Based upon these factors, the model estimates an error parameter for each candidate: how much it expects its prediction to miss by, on average. It then applies this error estimate in a couple of ways.
Step 6a. Determine win probability estimates. The model first estimates the chances that each candidate will win the caucus or primary based on his or her projected vote share (Step 4) and the projected vote share of the top two candidates. (Polling at 25 percent means one thing if it puts you in first place in a multicandidate race and quite another if you trail another candidate 75-25). Because these initial estimates (which rely upon logistic regression) do not necessarily add up to 100 percent, the model uses an iterative process to calibrate them more reliably.

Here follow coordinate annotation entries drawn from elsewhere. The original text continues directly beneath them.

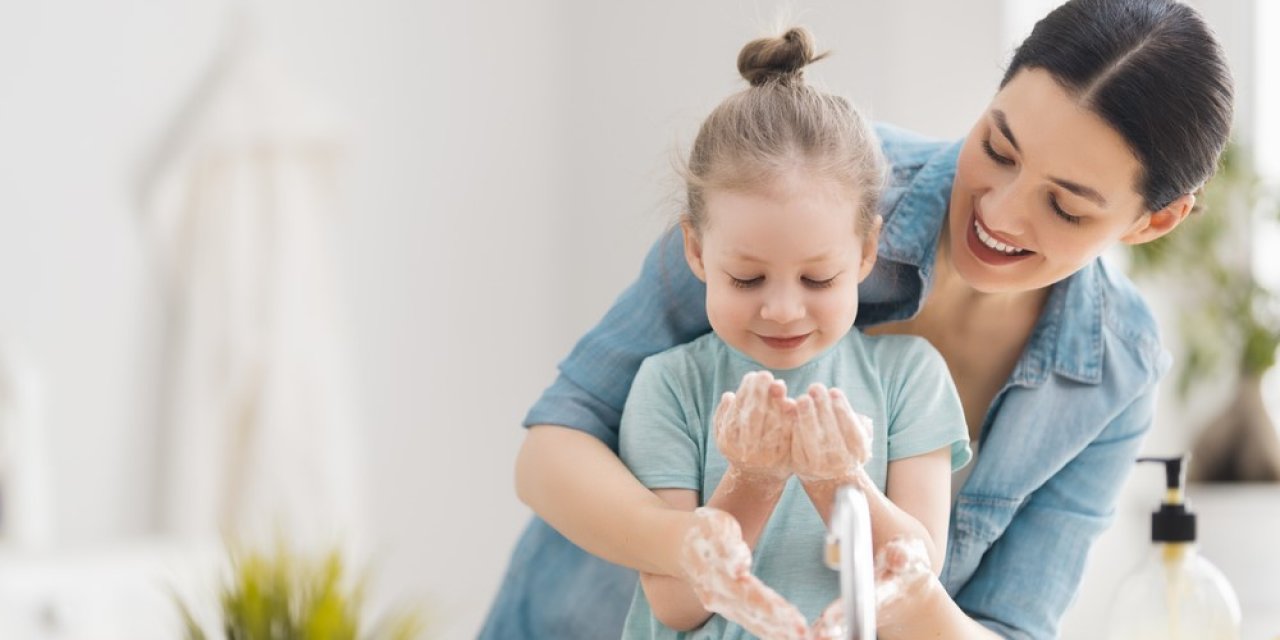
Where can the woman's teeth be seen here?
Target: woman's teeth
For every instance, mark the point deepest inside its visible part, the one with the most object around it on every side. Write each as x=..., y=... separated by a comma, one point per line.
x=995, y=243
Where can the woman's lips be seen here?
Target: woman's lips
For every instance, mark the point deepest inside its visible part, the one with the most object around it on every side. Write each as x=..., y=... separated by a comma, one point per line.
x=986, y=254
x=787, y=342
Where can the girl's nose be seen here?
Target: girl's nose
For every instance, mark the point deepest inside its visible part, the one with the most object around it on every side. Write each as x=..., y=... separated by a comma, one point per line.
x=782, y=305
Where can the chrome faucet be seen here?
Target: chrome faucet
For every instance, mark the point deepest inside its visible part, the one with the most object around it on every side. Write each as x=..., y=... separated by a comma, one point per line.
x=849, y=551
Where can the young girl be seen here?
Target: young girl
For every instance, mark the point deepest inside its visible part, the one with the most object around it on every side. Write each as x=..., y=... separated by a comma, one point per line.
x=782, y=191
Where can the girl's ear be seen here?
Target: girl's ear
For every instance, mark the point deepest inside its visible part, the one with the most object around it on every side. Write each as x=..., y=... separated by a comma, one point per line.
x=1159, y=223
x=693, y=248
x=871, y=243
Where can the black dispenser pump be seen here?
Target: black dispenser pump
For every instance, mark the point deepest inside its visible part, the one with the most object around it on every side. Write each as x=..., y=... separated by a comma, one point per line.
x=1173, y=522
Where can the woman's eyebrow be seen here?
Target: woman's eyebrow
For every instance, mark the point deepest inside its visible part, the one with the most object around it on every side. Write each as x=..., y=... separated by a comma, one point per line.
x=1074, y=187
x=1002, y=124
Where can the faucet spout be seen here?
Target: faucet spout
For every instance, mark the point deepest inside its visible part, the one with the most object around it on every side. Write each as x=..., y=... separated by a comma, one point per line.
x=849, y=551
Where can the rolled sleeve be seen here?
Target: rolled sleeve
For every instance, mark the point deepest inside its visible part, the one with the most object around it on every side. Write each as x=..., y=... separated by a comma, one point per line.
x=1029, y=576
x=664, y=307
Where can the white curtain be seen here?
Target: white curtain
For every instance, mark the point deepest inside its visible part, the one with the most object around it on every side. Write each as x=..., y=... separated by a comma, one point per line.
x=256, y=424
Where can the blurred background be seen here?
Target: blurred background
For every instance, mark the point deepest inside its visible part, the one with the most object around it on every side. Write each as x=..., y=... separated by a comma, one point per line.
x=305, y=264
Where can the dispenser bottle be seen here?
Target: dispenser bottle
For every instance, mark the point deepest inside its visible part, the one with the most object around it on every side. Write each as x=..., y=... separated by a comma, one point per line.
x=1175, y=594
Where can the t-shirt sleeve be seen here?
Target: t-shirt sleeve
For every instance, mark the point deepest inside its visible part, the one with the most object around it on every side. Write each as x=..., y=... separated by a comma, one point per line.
x=924, y=411
x=656, y=439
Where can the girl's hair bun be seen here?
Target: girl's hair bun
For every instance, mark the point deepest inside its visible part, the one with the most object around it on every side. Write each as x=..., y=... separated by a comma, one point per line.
x=780, y=58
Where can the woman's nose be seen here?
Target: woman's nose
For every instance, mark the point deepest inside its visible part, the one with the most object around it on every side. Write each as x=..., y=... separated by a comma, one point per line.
x=1004, y=209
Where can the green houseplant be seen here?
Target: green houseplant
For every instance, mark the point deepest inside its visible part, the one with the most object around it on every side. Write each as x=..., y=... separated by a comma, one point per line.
x=283, y=595
x=1229, y=323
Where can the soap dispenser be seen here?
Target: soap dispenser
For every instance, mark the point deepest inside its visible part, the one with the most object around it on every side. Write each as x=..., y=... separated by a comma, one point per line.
x=1175, y=594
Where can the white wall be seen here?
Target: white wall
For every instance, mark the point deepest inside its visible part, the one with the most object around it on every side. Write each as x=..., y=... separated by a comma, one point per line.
x=508, y=167
x=446, y=250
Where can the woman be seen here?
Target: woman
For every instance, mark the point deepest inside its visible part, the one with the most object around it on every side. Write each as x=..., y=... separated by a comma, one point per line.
x=1107, y=120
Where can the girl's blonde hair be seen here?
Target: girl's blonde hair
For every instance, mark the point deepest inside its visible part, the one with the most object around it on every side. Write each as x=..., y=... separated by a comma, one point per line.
x=780, y=123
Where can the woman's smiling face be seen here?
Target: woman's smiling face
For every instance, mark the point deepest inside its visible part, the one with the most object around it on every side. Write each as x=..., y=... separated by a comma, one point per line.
x=1042, y=187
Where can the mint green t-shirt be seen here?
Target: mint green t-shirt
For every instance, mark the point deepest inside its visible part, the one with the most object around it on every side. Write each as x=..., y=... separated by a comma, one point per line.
x=667, y=440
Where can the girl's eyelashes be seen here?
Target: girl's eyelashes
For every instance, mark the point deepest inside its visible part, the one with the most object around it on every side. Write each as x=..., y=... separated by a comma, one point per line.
x=996, y=158
x=1060, y=213
x=813, y=283
x=818, y=284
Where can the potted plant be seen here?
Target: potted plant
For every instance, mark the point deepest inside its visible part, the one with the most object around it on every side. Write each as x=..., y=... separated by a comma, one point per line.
x=287, y=597
x=1229, y=323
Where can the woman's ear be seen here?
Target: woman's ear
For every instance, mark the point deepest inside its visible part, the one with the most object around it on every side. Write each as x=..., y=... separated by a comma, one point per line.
x=871, y=246
x=693, y=248
x=1159, y=223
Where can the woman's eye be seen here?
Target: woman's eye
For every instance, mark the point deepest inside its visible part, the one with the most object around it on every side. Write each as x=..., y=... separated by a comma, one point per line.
x=1064, y=215
x=818, y=284
x=996, y=158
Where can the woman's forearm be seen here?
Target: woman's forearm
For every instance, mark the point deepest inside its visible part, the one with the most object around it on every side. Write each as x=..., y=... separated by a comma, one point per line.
x=888, y=521
x=931, y=615
x=579, y=485
x=673, y=602
x=750, y=499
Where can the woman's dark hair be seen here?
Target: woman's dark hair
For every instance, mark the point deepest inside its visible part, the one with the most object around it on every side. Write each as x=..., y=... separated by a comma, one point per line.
x=1153, y=71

However, the win probability estimates are discounted based on the expected uncertainty in each candidate’s forecast (Step 5). Having a 10-point lead several months before the primary in a state where just one or two polling firms have been active is much less robust than having a 10-point lead across multiple recent surveys on election eve. The model accounts for these properties. But in some cases, the uncertainty is so great as to swamp everything else. This is why, for example we do not (yet) list win probability estimates for states like Florida and South Carolina as they will be greatly affected by the voting in Iowa and New Hampshire; you might as well just pick a name out of a hat.
Step 6b. Develop confidence intervals. In addition to the win probability estimates for each candidate, the model also provides an estimate of the range of possible outcomes. Specifically, it provides an estimate of the 5th and 95th percentile of possible outcomes for each candidate such as is determined by quantile regression. A candidate’s actual vote total should theoretically fall within this range 90 percent of the time.
The range is often quite wide because the error in primary polls is often quite large: Hillary Rodham Clinton’s upset of Barack Obama in the 2008 Democratic primary in New Hampshire is one example, but hardly the only one. The error range can also be somewhat asymmetric, especially for the candidates lower in the polls. For instance, Jon M. Huntsman Jr. is projected to get 6 percent of the vote in Iowa, but his confidence interval runs from 0 to 15 percent. Again, this is a reflection of how these polls have behaved historically. A candidate polling at 6 percent will occasionally beat his numbers by 8 points and finish with 14 percent of the vote. But he can’t underachieve them by 8 points and finish at negative 2.
The important thing to keep in mind is that the considerable degree of uncertainty in the model is simply a reflection of the considerable degree of uncertainty in primary polling. We are not claiming to have found any miracles. The idea, instead, is to give you an honest and thoughtful perspective on the way the polls have behaved in the real world.